Depth Estimation by Neural Network

1. Introduction

Depth estimation using neural networks is a rapidly evolving field with applications across robotics, virtual and augmented reality (VR/AR), autonomous vehicles, and more. This repository addresses challenges in the fragmented landscape of depth estimation algorithms by:

  1. Unifying multiple depth estimation neural networks in a single, cohesive framework.
  2. Streamlining the entire pipeline from training to inference and deployment.
  3. Focusing on both monocular and stereo camera-based depth estimation techniques.
  4. Emphasizing lightweight algorithms suitable for real-time execution on edge devices.

🌟 Key features 🌟

  • Comprehensive collection of state-of-the-art depth estimation algorithms
  • Consistent implementation and interface across different models
  • Simplified training, inference, and deployment processes
  • Optimized for edge device compatibility and real-time performance
  • Extensible architecture to easily incorporate new algorithms and techniques

2. Dependencies and Setup

Clone

git clone [email protected]:anhtu293/nndepth.git

Docker Installation (Recommended)

The easiest way to set up the working environment is by using Docker. Follow these steps:

  1. Build the Docker image:

    cd docker && docker build -t nndepth .
  2. Launch the Docker container:

    docker run --gpus all --ipc host -e LOCAL_USER_ID=$(id -u) -it --rm \
      -v /PATH/TO/YOUR/DATASET:/data \
      -v /PATH/TO/NNDEPTH:/home/cv/nndepth \
      -v /home/YOUR_HOME/.config/:/home/cv/.config \
      -v /home/YOUR_HOME/.netrc:/home/cv/.netrc \
      --privileged -e DISPLAY=$DISPLAY -v /tmp/.X11-unix:/tmp/.X11-unix nndepth

    Replace /PATH/TO/NNDEPTH with the actual path to your nndepth directory. Replace /PATH/TO/YOUR/DATASET with the path to your dataset directory. -v /home/YOUR_HOME/.config/:/home/cv/.config -v /home/YOUR_HOME/.netrc:/home/cv/. netrc is useful if you want to track your training with wandb: these are necessary files which store the API key for wandb.

3. Project Structure

The project is organized into several key modules, each serving a specific purpose in the depth estimation pipeline:

  1. scene: Core module for scene representation and manipulation:

    • Frame: Comprehensive representation of an image frame, including:
      • Raw image data
      • Camera intrinsics and extrinsics
      • Associated depth and disparity maps
      • Pose information
    • Depth: Robust depth map handling with features for:
      • Efficient resizing and interpolation
      • Customizable visualization options
      • Conversion to other formats (e.g., point clouds)
    • Disparity: Specialized class for stereo vision, offering:
      • Conversion between disparity and depth
      • Stereo-specific visualization tools
      • Compatibility with various stereo algorithms
  2. blocks: Contains fundamental neural network building blocks, including:

    • Attention mechanisms
    • Positional encoding
    • Residual blocks
    • Transformer architectures
    • Update blocks for RAFT-based models
  3. datasets: Houses data loader classes for various depth estimation datasets, ensuring efficient and standardized data handling across different algorithms.

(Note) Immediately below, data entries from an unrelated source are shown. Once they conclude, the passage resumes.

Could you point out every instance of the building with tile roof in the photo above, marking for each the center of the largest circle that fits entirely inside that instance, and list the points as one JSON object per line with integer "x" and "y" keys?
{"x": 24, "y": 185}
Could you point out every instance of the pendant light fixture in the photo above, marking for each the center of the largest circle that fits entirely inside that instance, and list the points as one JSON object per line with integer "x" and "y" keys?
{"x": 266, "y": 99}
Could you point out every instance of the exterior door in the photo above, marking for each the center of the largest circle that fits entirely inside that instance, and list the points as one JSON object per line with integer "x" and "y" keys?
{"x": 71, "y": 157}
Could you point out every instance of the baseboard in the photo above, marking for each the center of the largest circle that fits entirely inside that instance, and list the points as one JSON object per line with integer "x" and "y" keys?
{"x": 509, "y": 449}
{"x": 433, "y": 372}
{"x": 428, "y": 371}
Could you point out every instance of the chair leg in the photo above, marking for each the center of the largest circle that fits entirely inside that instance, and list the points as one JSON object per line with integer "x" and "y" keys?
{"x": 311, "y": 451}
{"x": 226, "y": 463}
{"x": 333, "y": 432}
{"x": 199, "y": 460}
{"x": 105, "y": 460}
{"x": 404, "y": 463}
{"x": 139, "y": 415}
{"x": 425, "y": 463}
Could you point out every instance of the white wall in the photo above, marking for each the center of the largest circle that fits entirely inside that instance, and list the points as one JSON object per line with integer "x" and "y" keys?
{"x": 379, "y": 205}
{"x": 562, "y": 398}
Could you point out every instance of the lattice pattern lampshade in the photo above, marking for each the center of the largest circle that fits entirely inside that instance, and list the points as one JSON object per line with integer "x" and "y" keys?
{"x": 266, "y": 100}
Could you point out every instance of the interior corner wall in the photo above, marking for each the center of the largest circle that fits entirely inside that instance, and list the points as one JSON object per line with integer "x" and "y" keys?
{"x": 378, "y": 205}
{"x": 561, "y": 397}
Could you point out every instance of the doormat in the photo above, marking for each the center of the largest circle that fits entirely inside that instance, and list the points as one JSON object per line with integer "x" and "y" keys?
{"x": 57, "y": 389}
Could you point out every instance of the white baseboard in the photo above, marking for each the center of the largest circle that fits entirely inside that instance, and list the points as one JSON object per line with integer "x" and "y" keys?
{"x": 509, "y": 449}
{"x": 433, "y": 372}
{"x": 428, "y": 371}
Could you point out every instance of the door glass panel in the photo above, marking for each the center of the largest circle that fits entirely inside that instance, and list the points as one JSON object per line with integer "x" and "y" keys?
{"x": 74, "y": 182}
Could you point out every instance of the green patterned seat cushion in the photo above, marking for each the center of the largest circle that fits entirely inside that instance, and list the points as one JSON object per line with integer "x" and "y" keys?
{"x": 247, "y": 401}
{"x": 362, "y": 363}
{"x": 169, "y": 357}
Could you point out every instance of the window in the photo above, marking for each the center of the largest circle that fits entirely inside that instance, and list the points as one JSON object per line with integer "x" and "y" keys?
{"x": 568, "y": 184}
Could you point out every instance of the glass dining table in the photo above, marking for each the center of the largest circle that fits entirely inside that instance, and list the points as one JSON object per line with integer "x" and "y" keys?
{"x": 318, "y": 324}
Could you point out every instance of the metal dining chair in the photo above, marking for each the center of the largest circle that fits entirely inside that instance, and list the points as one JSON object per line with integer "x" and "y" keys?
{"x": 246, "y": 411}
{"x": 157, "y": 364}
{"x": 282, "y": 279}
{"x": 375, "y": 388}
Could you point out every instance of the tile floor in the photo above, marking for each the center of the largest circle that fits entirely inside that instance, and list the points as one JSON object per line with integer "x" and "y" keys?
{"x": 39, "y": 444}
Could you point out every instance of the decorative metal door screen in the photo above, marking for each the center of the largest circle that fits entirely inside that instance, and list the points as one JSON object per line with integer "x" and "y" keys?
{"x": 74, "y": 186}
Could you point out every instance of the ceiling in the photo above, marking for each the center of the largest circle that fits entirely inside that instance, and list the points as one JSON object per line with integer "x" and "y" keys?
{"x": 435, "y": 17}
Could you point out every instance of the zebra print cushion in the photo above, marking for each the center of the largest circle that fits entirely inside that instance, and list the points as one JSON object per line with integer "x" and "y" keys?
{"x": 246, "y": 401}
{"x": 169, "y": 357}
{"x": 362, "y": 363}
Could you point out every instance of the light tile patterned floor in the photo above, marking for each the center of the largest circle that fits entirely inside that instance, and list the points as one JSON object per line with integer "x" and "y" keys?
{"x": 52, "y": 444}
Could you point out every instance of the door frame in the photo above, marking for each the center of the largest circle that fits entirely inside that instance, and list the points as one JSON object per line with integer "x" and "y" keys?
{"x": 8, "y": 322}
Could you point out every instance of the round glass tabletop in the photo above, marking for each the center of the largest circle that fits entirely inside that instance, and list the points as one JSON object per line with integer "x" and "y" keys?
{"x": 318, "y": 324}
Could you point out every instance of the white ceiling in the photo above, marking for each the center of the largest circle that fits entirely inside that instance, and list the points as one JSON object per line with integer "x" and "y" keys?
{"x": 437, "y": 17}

  4. disparity: Encompasses modules for training and inferencing various neural networks specifically designed for stereo depth estimation. Read this documentation for details.

  5. extractors: Contains backbone architectures used as feature extractors in depth estimation models.

  6. models: Implements complete depth estimation models, integrating components from other modules.

  7. utils: Provides utility functions and helper classes used throughout the project.

  8. scripts: Contains various scripts for data preprocessing, model evaluation, and other auxiliary tasks.

This modular structure allows for easy maintenance, extensibility, and reusability of components across different depth estimation algorithms.

4. Training Pipeline

4.1 Trainer and DataLoader

  • To maximize flexibility, our training pipeline is developed using PyTorch's native training loop instead of ready-to-use Trainer classes found in frameworks like pytorch-lightning. While this approach may slow down initial implementation and testing of new ideas, it allows for the implementation of complex features that might be challenging to achieve with pre-built Trainers.

  • For distributed training, we leverage Hugging Face's accelerate library, which simplifies the process.

  • We provide a basic BaseTrainer class here with support functions, primarily for managing checkpoint names to ensure unique identifiers and consistent log directory formats. When creating a specific Trainer or training loop, you should inherit from this base class and implement the train and validate methods. An example implementation can be found here.

  • We also offer a BaseDataLoader class here. This class includes two key members: train_dataloader and val_dataloader, which are PyTorch DataLoader instances for training and validation, respectively. When creating a custom dataloader for a specific training task, inherit from this base class and implement the setup_train_dataloader and setup_val_dataloader methods to initialize the respective dataloaders. An example implementation is available here.

4.2 Launch training

  • The training configurations are divided into three categories:

    1. Model configurations
    2. Data configurations
    3. Training configurations (e.g., learning rate, gradient accumulation, checkpoint save location)

    Each category corresponds to a specific object (Model, Data loader, Trainer) and is defined in a separate YAML configuration file.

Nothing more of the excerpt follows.